Why are they so interested in the recorder of the tape rather than the content of the tape? Lingam has been caught trying to fix certain appointments in the judiciary. From the way he is seen talking, it appears that it is not a one-off incident. He must have been playing this role all the while. He can even get you a Tan Sri award just like that!
Shouldn’t the ACA go after Lingam to confirm the contents of his conversation? Logically, that would be a very important first step. Secondly, he should be asked to confirm if he was speaking to the Chief Judge of Malaysia. Thirdly, the ACA should investigate whether all the names mentioned were promoted or appointed in the judicial hierarchy. Fourthly, the ACA should find out when the Chief Judge of Malaysia was conferred his Tan Sri-ship.

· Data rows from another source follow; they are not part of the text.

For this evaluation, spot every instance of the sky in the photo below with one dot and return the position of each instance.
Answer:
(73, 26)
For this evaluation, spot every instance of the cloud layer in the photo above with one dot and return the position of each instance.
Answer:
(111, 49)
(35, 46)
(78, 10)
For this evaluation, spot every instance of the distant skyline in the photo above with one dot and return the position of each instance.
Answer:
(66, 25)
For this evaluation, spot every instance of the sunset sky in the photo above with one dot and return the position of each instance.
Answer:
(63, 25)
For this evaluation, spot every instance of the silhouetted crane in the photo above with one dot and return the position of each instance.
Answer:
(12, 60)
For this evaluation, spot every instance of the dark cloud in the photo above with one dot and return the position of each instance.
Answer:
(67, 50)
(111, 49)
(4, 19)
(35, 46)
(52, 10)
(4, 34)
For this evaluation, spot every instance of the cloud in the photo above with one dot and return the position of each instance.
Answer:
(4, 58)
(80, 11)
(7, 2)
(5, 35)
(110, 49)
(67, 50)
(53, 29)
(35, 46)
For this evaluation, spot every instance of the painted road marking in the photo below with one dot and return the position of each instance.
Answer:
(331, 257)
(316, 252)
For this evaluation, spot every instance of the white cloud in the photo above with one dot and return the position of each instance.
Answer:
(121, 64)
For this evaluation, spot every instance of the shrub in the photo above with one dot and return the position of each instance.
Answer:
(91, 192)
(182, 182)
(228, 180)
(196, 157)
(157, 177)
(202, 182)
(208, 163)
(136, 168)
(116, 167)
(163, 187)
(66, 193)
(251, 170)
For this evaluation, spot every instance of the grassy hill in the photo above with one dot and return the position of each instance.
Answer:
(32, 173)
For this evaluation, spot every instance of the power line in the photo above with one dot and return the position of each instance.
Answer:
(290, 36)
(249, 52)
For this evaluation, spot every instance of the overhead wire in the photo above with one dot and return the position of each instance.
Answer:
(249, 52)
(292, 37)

If we followed this path of investigation, the role of the person who recorded the conversation becomes not all that important compared to what he recorded to expose corruption.
In addition, we should not overlook the fact that when a Royal Commission of Inquiry is appointed, the people with this vital information have agreed to disclose the identity of their informant. Anything said or anyone appearing before such a Commission is given immunity from prosecution. Another important aspect of this Commission of Inquiry is that evidence is given in open court and that provides protection. If for some reason or other, any untoward incident were to happen to the informant, then the whole world would know why that took place. This is an important guarantee that must be insisted on. Is this too difficult to understand?
Aliran calls upon the BN government to disband the three-man committee and appoint a Royal Commission of Inquiry that can be expected to produce results – that is if it is really interested in finding out the truth.